No me gusta empezar este comentario diciendo que todos somos o estamos
enfermos. Querría evitar frivolizar con aquella frase que, coloquialmente,
atribuimos a la igualdad de los seres humanos. Sí, todos somos iguales,
pero unos más que otros.
El tema de la enfermedad es muy importante en nuestra vida. Lo prueba
su presencia constante en nuestras conversaciones. Podríamos
decir que la enfermedad nos define. Es exponente de nuestra fragilidad
humana. El tema se puede tratar desde muchos puntos de vista, desde el
médico-científico hasta el organizativo o social, o como reivindicación
permanente con vistas a mejorar la atención sanitaria. Nosotros lo
trataremos desde la fe.
Los católicos
participamos también de la preocupación por la enfermedad. A título
personal todo creyente, desde su situación profesional o familiar,
se esfuerza en atender o mejorar la realidad del enfermo que tiene a
su lado.

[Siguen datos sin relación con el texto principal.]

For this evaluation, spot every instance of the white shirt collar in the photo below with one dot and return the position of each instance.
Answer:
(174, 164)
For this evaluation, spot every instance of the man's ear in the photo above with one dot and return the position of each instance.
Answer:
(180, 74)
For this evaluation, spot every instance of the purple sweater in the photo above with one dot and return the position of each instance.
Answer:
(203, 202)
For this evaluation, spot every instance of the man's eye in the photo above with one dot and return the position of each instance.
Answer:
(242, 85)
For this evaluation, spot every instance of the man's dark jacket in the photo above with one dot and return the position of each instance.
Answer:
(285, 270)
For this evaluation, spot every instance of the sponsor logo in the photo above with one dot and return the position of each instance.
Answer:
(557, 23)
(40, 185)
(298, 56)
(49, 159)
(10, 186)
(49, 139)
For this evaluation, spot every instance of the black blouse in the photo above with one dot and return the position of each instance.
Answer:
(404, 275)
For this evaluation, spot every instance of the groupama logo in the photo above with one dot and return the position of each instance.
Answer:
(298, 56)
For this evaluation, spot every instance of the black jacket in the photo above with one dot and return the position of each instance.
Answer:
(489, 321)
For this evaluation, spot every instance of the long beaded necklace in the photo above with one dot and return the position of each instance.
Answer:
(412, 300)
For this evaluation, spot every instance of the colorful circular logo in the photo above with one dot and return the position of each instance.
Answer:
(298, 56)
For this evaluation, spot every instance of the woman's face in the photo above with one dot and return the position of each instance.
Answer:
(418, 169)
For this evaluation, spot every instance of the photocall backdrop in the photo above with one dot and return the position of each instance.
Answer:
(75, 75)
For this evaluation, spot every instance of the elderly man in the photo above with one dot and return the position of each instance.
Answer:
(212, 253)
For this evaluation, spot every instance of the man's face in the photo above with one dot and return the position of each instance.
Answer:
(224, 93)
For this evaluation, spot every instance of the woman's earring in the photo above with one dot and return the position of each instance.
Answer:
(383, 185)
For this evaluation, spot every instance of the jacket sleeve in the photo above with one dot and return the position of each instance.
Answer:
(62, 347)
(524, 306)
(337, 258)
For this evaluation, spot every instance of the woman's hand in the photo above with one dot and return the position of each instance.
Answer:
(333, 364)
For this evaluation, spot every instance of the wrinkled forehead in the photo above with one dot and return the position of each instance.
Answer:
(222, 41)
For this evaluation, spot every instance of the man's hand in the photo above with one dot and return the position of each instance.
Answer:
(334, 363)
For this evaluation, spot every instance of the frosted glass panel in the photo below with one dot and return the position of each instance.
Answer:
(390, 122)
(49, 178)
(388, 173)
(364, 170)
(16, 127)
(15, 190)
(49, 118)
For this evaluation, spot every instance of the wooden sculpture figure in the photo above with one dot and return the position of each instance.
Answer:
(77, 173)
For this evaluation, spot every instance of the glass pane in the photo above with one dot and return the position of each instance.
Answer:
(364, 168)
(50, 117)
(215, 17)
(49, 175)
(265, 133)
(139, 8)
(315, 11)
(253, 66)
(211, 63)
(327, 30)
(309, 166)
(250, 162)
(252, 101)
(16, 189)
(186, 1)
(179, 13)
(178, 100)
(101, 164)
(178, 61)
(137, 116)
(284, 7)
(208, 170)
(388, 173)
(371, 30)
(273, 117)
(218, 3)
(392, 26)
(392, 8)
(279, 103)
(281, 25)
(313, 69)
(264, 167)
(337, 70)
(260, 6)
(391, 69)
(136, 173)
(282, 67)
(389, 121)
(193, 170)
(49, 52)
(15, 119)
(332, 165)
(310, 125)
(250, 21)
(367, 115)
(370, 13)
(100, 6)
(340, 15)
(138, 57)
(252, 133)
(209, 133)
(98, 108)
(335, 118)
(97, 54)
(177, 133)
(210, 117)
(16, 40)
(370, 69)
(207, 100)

Además de ello, durante este mes de febrero que acaba, como todos
los años, la comunidad eclesial ha insistido en recordar el mundo del
enfermo. Empezamos el mes con la celebración de Vida Creixent, recordando
que la enfermedad está presente en las personas de edad; continuamos
con la fiesta de la Virgen de Lourdes en la que pedíamos al Señor por todos
los enfermos, agradecíamos la tarea y el esfuerzo de tantos miembros
de la Hospitalidad de Lourdes cuyo centro es la atención a los enfermos,
y llenábamos las parroquias de plegarias para implicar a todos los
participantes en la cercanía hacia los que carecen de salud, al celebrar
la llamada Jornada del enfermo. Sin contar el recordatorio, que se
nos brindaba desde Manos Unidas, para colaborar en la disminución de
la fragilidad en los países más pobres, o la próxima fiesta de San Juan
de Dios, volcado en atender a los enfermos.
Los católicos
aceptamos la enfermedad como un período de nuestra vida que visibiliza
la fragilidad humana y que nos sitúa ante la necesidad de dar o recibir
ayuda. Percibimos que esa condición de enfermos tiene un recorrido
múltiple, desde la desesperación y el rechazo hasta la aceptación.
A unos nos hunde, a otros los ponemos como modelos ejemplares para imitar
su disposición de ánimo. Desde luego podemos decir que los católicos
luchamos para poner nuestra vida en manos de Dios. No es fácil, pero es
coherente con la actitud que nos muestra el mismo Jesús en el evangelio.
Quisiéramos mostrar el lado más admirable de quienes se comportan de
ese modo. Nos agradaría, cuando llegue el momento, ser capaces de afrontar
con dignidad cristiana esa situación.
Que nadie olvide
una palabra de gratitud hacia tantos profesionales que en hospitales
o residencias geriátricas atienden con cariño a los enfermos. Que todos
valoremos con una buena nota a quienes se esfuerzan por dar una buena
atención a familiares, amigos o conocidos en una situación complicada.
Que cada día haya más personas que se comprometan con los equipos parroquiales
de pastoral de la salud, que acompañan y se muestran cercanos a los enfermos
con sus oraciones, sus conversaciones y sus gestos para hacer más soportable
el tiempo de la enfermedad. A quienes lo solicitan les llevan a Jesucristo,
el único que conforta, que acompaña y comprende, de forma definitiva
y en cualquier circunstancia, al enfermo.